Il peut être utile de demander un certificat d’urbanisme auprès de la mairie afin de mieux connaître la constructibilité de votre terrain et de « figer vos droits ».

Le certificat d’urbanisme d’information indique les règles d’urbanisme applicables sur un terrain donné, et le certificat d’urbanisme opérationnel permet de savoir si un projet de construction est réalisable.

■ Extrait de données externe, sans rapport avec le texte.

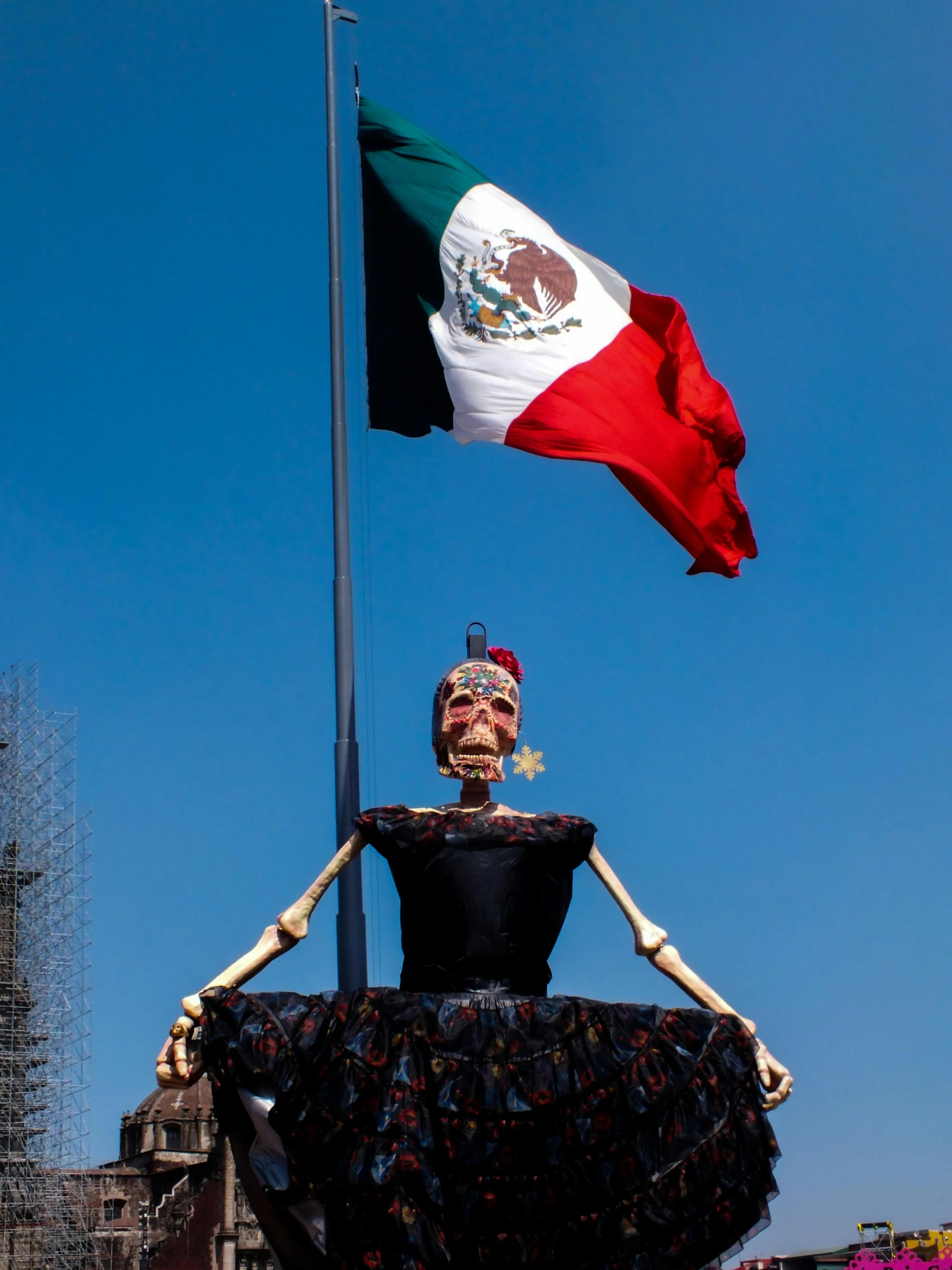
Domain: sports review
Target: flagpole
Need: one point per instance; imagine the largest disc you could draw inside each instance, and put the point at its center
(352, 925)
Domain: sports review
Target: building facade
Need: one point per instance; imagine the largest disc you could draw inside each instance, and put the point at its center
(171, 1201)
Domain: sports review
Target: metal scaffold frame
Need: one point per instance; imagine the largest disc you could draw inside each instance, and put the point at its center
(44, 986)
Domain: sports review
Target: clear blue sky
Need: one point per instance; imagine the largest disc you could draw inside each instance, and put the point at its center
(767, 760)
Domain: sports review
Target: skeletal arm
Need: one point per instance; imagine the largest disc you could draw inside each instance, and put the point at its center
(178, 1062)
(650, 942)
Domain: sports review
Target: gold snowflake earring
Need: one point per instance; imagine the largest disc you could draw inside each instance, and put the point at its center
(527, 763)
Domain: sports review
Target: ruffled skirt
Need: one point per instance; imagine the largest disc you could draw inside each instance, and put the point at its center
(410, 1132)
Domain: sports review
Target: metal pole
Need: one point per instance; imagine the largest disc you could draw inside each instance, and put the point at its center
(352, 925)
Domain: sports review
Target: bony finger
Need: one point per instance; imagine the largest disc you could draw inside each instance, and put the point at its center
(180, 1057)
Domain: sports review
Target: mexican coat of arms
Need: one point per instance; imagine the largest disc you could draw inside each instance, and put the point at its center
(514, 290)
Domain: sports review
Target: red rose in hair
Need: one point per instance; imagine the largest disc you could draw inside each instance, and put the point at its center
(508, 661)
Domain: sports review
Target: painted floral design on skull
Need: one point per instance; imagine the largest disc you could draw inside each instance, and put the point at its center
(475, 722)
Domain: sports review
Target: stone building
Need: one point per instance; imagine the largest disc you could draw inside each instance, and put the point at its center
(172, 1201)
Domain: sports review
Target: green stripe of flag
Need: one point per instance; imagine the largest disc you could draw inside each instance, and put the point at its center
(410, 183)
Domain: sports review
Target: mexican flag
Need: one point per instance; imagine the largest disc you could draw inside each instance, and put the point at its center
(484, 322)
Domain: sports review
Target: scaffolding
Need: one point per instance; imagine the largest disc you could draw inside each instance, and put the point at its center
(44, 986)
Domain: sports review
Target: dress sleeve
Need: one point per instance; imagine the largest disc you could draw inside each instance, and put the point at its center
(379, 826)
(569, 838)
(579, 844)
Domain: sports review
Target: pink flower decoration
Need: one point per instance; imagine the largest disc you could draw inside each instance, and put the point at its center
(508, 661)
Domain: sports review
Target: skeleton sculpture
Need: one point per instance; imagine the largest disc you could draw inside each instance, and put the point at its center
(477, 723)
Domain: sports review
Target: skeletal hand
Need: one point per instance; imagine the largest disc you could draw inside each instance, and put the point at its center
(773, 1076)
(179, 1062)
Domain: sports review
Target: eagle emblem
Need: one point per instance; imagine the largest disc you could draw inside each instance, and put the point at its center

Dans un délai de dix-huit mois suivant sa délivrance, les dispositions d’urbanisme, le régime des taxes et participations d’urbanisme, ainsi que les limitations administratives au droit de propriété, tels qu’ils existaient à la date du certificat ne peuvent être remis en cause, à l’exception des dispositions qui ont pour objet la préservation de la sécurité ou de la salubrité publique. Ainsi, en cas d’erreur ou d’omission de l’administration lors de la délivrance du certificat d’urbanisme, le demandeur bénéficie de la cristallisation des règles d’urbanisme applicables au jour de sa délivrance.

 

> Le bornage contradictoire : délimiter la propriété

Il est élaboré par un géomètre expert sur site, en présence du propriétaire du terrain et des propriétaires des parcelles voisines. Il consiste à déterminer clairement et définitivement les limites séparatives du terrain, avec des repères visibles (bornes). Les informations du cadastre ne sont pas précises et ne doivent surtout pas être considérées comme une référence pour les limites de propriété.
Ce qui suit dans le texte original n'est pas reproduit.